Recombinant Bacillus subtilis Uncharacterized protein yesK (yesK)

What is YisK and what is its fundamental role in Bacillus subtilis?

YisK is an uncharacterized protein in Bacillus subtilis that has been shown to interact genetically with the elongasome protein Mbl. Research has demonstrated that YisK belongs to the fumarylacetoacetate hydrolase (FAH) superfamily and possesses oxaloacetate decarboxylase activity. It is notable as the first example of an enzyme implicated in central carbon metabolism with subcellular localization that depends on the actin-like protein Mbl . The protein's overexpression leads to cell widening and lysis, phenotypes that are dependent on mbl and can be suppressed by mbl mutations .
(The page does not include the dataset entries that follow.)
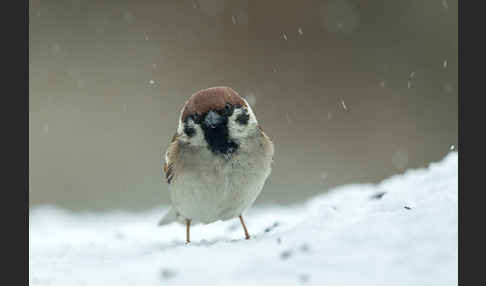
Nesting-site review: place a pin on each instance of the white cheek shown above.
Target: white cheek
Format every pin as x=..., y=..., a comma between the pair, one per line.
x=196, y=140
x=237, y=130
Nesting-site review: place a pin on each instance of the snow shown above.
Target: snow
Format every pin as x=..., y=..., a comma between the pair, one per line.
x=402, y=231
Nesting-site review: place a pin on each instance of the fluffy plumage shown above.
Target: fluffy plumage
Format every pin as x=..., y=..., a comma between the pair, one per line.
x=218, y=160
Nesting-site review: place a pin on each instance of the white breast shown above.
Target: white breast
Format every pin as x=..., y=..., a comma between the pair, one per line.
x=209, y=188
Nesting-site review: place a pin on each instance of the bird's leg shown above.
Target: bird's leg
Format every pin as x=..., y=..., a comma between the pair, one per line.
x=247, y=235
x=188, y=226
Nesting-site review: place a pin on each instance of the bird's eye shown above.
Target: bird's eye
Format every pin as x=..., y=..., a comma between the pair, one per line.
x=243, y=118
x=228, y=110
x=190, y=131
x=196, y=118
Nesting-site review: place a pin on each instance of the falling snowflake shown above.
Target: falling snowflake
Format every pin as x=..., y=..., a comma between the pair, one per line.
x=344, y=105
x=323, y=175
x=288, y=118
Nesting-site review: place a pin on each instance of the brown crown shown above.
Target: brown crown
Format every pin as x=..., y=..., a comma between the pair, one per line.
x=213, y=98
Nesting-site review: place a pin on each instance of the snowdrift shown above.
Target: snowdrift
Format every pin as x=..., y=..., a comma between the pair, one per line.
x=402, y=231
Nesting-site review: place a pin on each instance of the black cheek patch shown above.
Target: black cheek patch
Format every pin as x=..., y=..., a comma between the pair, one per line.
x=243, y=119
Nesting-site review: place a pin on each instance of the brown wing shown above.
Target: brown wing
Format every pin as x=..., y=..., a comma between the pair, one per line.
x=170, y=155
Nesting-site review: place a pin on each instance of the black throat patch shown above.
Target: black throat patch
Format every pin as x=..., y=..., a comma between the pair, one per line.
x=217, y=134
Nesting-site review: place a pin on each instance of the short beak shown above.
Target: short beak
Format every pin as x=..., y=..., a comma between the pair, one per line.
x=212, y=119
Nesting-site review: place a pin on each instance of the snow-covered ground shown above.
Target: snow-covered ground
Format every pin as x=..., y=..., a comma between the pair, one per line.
x=402, y=231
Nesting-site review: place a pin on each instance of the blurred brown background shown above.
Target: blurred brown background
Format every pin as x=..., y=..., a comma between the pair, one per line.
x=349, y=91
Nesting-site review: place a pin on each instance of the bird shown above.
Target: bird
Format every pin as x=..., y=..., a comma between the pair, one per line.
x=217, y=161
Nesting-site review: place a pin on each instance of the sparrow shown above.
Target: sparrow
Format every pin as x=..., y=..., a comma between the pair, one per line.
x=218, y=160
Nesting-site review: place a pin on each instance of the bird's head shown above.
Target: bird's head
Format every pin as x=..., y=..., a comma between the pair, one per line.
x=217, y=118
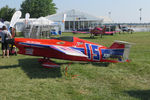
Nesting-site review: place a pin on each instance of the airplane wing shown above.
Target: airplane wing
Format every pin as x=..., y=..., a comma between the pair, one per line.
x=63, y=49
x=68, y=50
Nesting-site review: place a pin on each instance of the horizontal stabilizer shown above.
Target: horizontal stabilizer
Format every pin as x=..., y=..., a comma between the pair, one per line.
x=68, y=51
x=119, y=49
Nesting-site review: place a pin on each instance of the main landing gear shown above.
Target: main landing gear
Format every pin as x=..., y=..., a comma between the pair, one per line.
x=47, y=63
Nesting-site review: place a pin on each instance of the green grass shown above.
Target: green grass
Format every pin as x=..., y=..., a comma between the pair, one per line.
x=22, y=77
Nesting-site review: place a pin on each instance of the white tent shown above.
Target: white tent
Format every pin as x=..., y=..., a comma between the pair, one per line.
x=40, y=28
x=42, y=21
x=75, y=19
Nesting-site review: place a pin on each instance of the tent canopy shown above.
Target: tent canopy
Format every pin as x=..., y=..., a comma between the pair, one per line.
x=42, y=22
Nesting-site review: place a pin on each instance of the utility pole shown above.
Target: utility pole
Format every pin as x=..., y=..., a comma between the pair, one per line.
x=140, y=14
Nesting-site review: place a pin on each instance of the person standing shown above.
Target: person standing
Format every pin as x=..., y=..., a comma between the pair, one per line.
x=5, y=35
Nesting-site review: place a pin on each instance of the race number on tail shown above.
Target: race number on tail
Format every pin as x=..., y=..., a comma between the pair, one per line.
x=118, y=50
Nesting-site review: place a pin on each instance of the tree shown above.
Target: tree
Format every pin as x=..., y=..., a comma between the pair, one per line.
x=6, y=13
x=38, y=8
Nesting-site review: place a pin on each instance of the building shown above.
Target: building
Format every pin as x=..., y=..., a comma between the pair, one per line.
x=74, y=20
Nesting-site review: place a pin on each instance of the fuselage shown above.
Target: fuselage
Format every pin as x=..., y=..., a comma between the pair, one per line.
x=39, y=47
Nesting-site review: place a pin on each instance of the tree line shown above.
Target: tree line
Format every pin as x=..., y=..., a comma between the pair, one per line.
x=36, y=8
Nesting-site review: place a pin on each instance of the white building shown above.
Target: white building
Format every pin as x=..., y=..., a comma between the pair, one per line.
x=75, y=20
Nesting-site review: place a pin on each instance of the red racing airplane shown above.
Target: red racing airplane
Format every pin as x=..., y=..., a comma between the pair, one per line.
x=72, y=48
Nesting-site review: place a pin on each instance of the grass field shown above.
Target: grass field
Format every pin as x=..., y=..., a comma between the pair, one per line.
x=22, y=77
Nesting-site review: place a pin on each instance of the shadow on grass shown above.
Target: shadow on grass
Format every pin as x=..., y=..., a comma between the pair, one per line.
x=7, y=67
x=88, y=37
x=34, y=70
x=139, y=94
x=96, y=64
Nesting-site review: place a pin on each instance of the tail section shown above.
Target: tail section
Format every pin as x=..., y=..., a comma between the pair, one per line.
x=117, y=52
x=104, y=30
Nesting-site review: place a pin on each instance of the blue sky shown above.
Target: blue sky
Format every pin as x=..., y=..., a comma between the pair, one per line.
x=121, y=10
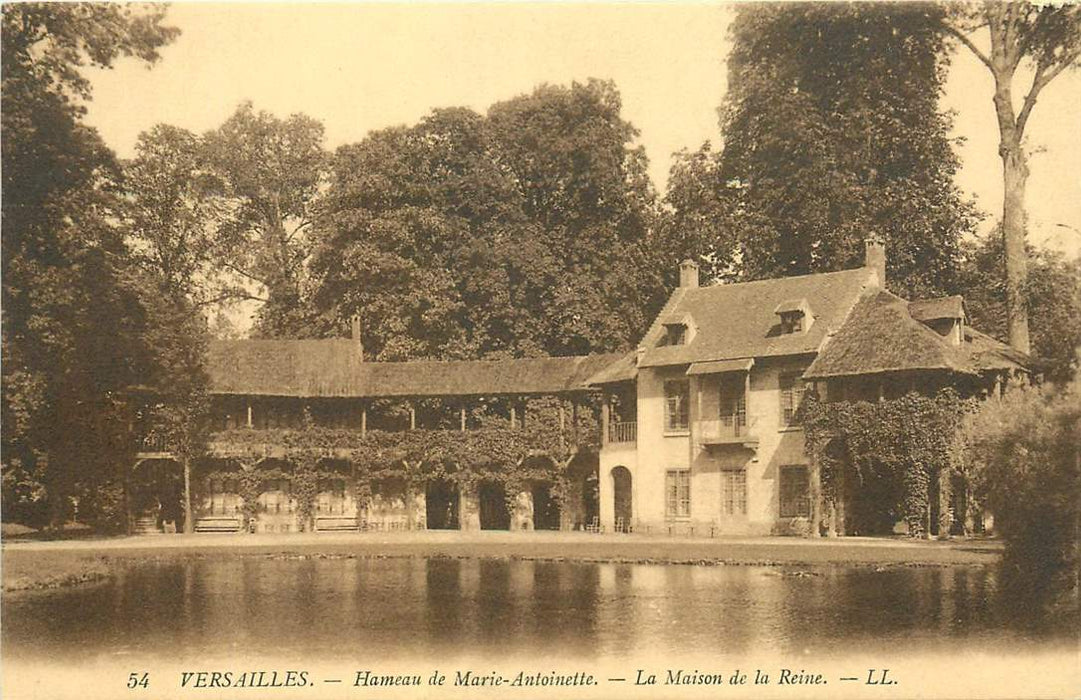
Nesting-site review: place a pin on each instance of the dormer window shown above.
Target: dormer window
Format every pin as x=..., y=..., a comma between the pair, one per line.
x=795, y=317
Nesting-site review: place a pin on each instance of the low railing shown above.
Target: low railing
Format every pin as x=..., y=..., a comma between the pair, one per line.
x=719, y=432
x=623, y=432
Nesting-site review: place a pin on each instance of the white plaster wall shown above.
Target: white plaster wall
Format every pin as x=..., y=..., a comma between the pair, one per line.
x=656, y=452
x=616, y=455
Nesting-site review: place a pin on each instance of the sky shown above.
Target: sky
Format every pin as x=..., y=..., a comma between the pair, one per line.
x=363, y=67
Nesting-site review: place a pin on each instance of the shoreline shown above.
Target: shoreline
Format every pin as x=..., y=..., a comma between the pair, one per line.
x=59, y=564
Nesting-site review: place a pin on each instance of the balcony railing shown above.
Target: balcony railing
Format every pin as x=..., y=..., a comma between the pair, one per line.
x=731, y=432
x=623, y=432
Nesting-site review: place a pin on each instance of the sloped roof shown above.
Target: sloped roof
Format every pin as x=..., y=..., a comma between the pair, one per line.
x=738, y=321
x=482, y=377
x=790, y=305
x=624, y=368
x=880, y=335
x=938, y=308
x=721, y=366
x=312, y=368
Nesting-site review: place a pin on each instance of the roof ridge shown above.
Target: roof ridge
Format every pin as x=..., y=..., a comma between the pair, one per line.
x=729, y=285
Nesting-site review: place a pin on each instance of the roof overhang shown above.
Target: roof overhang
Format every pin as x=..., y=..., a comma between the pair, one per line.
x=720, y=366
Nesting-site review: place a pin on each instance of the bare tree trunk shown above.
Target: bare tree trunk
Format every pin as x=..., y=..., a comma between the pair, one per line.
x=1014, y=177
x=189, y=525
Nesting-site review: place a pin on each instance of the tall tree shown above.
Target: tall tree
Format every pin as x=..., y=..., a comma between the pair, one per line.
x=1052, y=296
x=179, y=223
x=831, y=130
x=517, y=233
x=274, y=169
x=70, y=321
x=1046, y=38
x=179, y=217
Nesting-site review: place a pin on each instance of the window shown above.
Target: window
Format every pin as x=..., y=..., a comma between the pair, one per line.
x=734, y=493
x=733, y=404
x=791, y=394
x=676, y=334
x=677, y=404
x=795, y=492
x=791, y=322
x=678, y=493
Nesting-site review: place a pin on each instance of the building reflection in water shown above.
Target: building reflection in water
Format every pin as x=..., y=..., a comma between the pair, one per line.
x=352, y=608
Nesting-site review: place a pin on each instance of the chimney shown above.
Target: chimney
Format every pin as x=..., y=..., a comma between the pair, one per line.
x=689, y=273
x=875, y=256
x=355, y=324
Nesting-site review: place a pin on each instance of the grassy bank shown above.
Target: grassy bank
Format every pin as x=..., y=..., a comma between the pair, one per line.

What expression patterns does YisK exhibit under different growth conditions?

YisK protein expression varies depending on growth conditions. Western blot analysis using polyclonal antibodies has shown that YisK reaches maximal levels around 60 minutes post-resuspension in sporulation medium . In casein hydrosylate (CH) medium, YisK becomes detectable during early exponential growth (OD600 0.3-0.6) and reaches maximum levels between OD600 readings of 3.6 and 4.6, corresponding to when cells begin entering the sporulation program . In LB medium supplemented with 10.0 mM MgCl2 (LB-Mg), YisK is detectable during early exponential growth but increases to higher levels at the transition state and beyond . These expression patterns suggest YisK accumulates both under conditions favorable for sporulation and in growth media that doesn't support sporulation.

How stable is YisK when expressed as a fusion protein?

When expressed as a GFP "sandwich" fusion (YisK SW-GFP), where GFP is introduced into a non-conserved loop between residues E111 and A112, the protein remains stable. Western blot analysis has confirmed that YisK SW-GFP is detected as a single band using both anti-YisK and anti-GFP antibodies, indicating the fusion is not proteolyzed . This stability is critical for accurate localization studies and functional analysis of the protein.

How does YisK localize within B. subtilis cells and what factors determine this localization?

YisK exhibits a distinctive localization pattern within B. subtilis cells. Using epifluorescence microscopy with a YisK SW-GFP fusion expressed from the native locus, researchers observed that YisK localizes both diffusely and in punctate arrangements . This localization pattern is consistent across different growth media including sporulation medium, CH, and LB . Critically, YisK's punctate localization is dependent on the elongasome protein Mbl. In cells with mbl deletion, YisK SW-GFP displays completely diffuse localization, whereas it maintains punctate localization in wild-type cells and in ΔponA cells . This Mbl-dependent localization suggests a functional relationship between YisK and the cell envelope synthesis machinery.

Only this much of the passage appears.